Despite the recent resurfaced scandal surrounding Mars One, it’s business as usual for those working on the real and present-day Mars. That doesn’t mean, however, that NASA‘s scientists don’t have anything just as spectacular but even more scientifically sound. From the results gathered by Curiosity Rover’s “Sample Analysis at Mars” equipment, or SAM, researchers discovered the presence of nitrogen, quite a lot of them. While this alone might be boring, it’s the nature of those nitrogen molecules that are more interesting. These particular molecules are a type of nitrogen that could have very well been useful to organic life.

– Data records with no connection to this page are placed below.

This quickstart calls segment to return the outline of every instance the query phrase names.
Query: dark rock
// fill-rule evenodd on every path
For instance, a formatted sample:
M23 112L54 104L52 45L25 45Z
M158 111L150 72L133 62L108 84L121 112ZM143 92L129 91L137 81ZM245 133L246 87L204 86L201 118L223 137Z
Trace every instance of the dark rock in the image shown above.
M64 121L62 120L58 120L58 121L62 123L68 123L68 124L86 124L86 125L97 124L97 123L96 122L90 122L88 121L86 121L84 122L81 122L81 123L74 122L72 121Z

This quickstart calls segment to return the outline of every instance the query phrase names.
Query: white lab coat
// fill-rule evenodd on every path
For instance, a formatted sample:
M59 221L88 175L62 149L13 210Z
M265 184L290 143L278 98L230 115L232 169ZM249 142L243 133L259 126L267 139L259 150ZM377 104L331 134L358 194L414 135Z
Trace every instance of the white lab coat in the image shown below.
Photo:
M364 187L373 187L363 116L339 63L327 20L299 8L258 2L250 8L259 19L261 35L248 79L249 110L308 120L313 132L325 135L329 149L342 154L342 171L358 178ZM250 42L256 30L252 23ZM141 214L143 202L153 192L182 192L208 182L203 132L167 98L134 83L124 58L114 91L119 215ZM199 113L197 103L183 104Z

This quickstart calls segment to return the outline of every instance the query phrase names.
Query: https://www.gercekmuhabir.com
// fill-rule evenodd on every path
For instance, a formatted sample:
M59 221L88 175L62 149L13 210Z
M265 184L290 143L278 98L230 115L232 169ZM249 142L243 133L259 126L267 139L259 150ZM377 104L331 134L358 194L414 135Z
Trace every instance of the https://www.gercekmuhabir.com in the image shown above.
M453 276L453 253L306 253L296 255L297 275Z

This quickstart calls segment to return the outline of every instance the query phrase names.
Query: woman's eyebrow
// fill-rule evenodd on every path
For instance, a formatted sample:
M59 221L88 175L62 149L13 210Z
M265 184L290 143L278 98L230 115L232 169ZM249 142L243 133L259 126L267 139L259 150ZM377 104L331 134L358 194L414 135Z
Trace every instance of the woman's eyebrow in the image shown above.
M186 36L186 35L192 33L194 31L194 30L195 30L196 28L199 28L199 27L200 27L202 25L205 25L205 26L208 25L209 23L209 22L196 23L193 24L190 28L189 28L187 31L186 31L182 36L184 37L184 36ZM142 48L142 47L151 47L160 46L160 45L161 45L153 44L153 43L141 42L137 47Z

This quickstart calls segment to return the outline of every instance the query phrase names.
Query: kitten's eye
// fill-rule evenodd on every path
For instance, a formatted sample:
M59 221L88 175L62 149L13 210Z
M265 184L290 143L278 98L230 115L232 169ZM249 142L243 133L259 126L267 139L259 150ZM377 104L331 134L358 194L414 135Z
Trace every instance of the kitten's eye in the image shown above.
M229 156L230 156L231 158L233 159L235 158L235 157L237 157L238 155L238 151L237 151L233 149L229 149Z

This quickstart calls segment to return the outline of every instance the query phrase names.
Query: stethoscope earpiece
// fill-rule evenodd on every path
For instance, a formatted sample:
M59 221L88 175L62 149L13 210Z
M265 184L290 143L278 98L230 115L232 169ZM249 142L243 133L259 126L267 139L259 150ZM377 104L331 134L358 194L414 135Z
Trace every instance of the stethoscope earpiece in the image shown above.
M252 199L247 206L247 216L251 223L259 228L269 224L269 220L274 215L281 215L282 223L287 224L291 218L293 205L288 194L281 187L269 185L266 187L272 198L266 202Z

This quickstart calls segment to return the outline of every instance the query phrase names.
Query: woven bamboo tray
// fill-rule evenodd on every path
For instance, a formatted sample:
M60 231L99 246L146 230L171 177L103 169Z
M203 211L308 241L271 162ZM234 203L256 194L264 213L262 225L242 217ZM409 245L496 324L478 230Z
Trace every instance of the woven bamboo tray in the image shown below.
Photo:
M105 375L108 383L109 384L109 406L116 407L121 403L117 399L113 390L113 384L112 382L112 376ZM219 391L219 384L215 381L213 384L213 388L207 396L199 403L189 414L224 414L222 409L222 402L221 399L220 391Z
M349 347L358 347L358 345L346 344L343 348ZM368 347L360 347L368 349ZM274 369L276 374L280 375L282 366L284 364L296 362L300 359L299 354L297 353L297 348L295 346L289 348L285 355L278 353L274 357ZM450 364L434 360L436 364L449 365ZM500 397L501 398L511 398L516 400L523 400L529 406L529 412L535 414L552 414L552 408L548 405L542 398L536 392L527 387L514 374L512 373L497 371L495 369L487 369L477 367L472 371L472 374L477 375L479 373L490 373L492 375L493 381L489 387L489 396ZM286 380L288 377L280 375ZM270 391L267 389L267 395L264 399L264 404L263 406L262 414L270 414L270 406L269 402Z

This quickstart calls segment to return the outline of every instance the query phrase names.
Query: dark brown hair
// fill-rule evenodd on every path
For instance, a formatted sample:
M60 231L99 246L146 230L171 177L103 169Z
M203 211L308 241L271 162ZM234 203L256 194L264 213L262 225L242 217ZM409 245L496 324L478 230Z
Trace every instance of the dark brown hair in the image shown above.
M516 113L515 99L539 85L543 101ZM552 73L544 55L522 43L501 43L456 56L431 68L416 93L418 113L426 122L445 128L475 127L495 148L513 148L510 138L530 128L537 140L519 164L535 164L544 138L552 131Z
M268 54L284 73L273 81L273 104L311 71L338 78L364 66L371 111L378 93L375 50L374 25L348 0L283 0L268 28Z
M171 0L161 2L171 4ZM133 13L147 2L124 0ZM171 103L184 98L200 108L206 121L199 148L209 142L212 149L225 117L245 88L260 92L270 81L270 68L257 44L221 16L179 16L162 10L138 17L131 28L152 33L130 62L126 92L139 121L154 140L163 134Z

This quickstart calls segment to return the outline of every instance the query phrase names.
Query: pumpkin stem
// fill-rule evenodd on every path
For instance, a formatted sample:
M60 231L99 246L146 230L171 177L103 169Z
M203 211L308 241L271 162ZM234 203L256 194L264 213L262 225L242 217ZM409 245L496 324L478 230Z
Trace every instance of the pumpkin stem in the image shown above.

While we might immediately think of oxygen as the life-essential element, nitrogen plays an equally perhaps even more important role. It is the building block of life, making up DNA, RNA, and proteins that, in turn, make up body parts. But that kind of nitrogen is only useful if it exists in its “fixed” form to mix with other molecules. Nitrogen in the atmosphere, both on Earth and on Mars, exists as N2, or two strongly bonded Nitrogen atoms. The only way to “fix” atmospheric nitrogen is either through the activities of certain organisms or through energetic events, like lightning strikes or meteorite impacts.
Scientists aren’t jumping to the conclusion that the biologically friendly nitrogen that they found were a product of living organisms. Instead, they believe that the traces they have found are quite ancient and might have been produced by incidents such as the multiple meteorite crashes that assaulted the Martian surface. That said, the presence of nitrate molecules still support the predominant theory that, at least at one point in the very distant past, the environment on Mars was actually habitable. That’s especially convincing if you take in evidence that also supports theories that Mars also had large bodies of water, pretty much like our oceans today.
Curiosity’s rover sibling, Mars Opportunity, is also making headlines. The rover has completed what is being billed as the first ever Martian marathon, covering a distance of 26.221 miles or 42.198 kilometers. And it only took it 11 years and 2 months to do so. That time might be laughable as far as human marathons go, but it is definitely a first for science, being the first time a distance of that length has ever been covered on another planet. This marathon achievement is added to its growing list of medals, which includes the space driving record in 2013. Sadly, after more than a decade in service, the Opportunity might be slowly on its way out, with its arm starting to suffer the robotic equivalent of arthritis.